為替レートというのは、究極的には二国間の成長力の差異に相対して変動していきます。中国やインド以外にも、ブラジル・レアルやベトナム・ドンなど、高い成長力を持つ新興国の通貨が、低成長を余儀なくされる日本円や米ドルなど先進国通貨に対して、長期的には上昇していくことは必然の道理といえます。⇒新興国の為替レートは上昇するのか?
この新興国の通貨高の恩恵を受けるには、何と言っても現地企業の株式を買うことが一番です。特に輸出で儲ける企業の株よりも、その国の内需で儲ける企業の株の方が、より通貨上昇の恩恵が大きいといえます。輸出産業にとって自国通貨高は、競争力の低下を招いて利益減少となりますが(円高が日本の輸出産業にマイナスなのと同じ)、内需型産業は基本的に関係ありません。
例えばブラジルなら、輸出産業であるペトロブラスやヴァーレなどは、レアル高は売り上げの減少を意味しますのでマイナス要因です。しかしイタウバンクやブラテスコ銀行などの金融機関や、不動産開発のガフィサなどの内需産業は、レアル高は売り上げには直接影響はありません。むしろ日本の投資家にとっては、円に換算したときに大きな為替差益が得られるので、投資対象として有利だと考えられます。
ましてや新興国では、内需の伸びが先進国よりもはるかに大きいので、増益を望めやすいこともメリットです。特に中国は、安い労働コストを生かす「世界の工場」から、国民所得の増大による「世界の市場(マーケット)」へと完全に転換したといえるでしょう。中国企業で今後有望となるのは、人件費の増加で競争力が低下してきた輸出型企業ではなく、旺盛な消費の恩恵を受ける内需型企業だと考えられます。
新興国の内需型企業か、新興国への輸出企業が有望
同様に考えると、新興国の現地企業株だけではなく、新興国で大きな売上を形成している先進国企業の株も狙い目だといえます。例えば同じアメリカ企業でも、米国内でのみ営業をしている企業は、現在懸念されている米ドル安が本格化すれば、日本の投資家にとっては一方的に為替差損を被ります。しかし同じアメリカ企業でも、中国など新興国での売上比率が高い企業なら、新興国での売上で大きな為替差益を上げられるため、仮にドル円が円高になっていても、損失のかなりの部分を相殺できることになります。
先進国は、日本もヨーロッパもアメリカも、今後も高い経済成長は望めない情勢です。株価は長期的には、名目GDP成長率と相関関係があることが判明しています。

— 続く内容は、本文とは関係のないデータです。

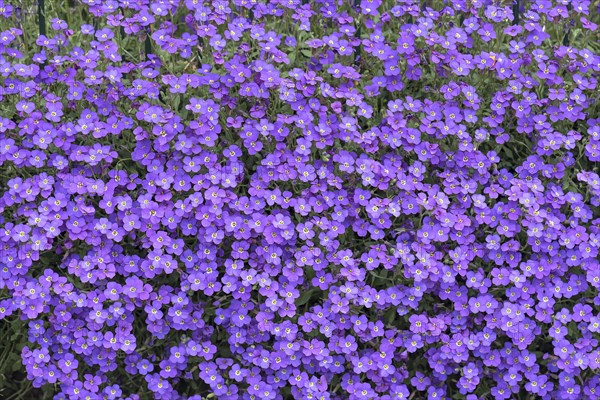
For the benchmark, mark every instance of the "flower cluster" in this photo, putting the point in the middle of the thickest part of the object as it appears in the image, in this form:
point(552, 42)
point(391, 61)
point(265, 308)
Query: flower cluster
point(324, 199)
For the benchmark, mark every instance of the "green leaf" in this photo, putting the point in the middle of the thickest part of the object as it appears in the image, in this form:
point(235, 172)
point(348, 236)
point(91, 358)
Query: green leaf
point(305, 297)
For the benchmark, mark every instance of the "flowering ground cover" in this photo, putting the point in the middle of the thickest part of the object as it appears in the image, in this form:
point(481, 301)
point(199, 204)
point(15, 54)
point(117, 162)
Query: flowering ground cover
point(299, 199)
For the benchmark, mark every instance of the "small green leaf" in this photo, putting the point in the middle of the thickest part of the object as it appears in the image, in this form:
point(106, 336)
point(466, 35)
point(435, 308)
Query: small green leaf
point(305, 297)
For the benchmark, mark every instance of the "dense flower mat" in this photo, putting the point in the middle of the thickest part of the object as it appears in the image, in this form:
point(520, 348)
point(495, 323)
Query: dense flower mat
point(300, 199)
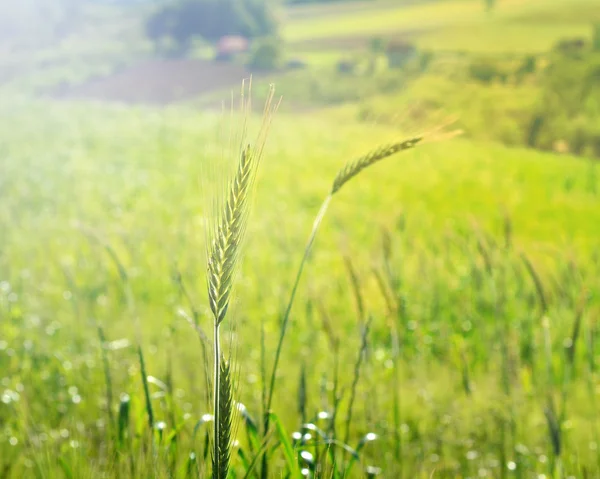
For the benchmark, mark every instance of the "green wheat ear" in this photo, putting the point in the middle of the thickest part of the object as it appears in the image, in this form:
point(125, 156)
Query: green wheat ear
point(225, 239)
point(355, 167)
point(224, 252)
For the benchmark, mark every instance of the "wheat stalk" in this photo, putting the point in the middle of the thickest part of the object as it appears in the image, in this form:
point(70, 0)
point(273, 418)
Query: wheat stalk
point(225, 418)
point(353, 168)
point(225, 239)
point(224, 253)
point(349, 171)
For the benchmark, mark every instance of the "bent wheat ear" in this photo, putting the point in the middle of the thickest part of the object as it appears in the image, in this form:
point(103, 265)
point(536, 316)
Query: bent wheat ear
point(355, 167)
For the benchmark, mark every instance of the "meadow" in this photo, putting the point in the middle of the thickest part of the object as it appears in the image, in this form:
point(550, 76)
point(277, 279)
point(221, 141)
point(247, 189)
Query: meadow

ゆえに先進国だけで商売をしている企業は、売り上げを伸ばすことに限界があるのは必然的です。先進国の個別企業に投資する場合は、海外・特に新興国での売り上げ比率が高い企業、厳密に言えば「新興国で積極的に事業拡大を目論んでおり、かつ激しい競争に勝ち残れる企業」を選ぶことが、最大のポイントになるでしょう。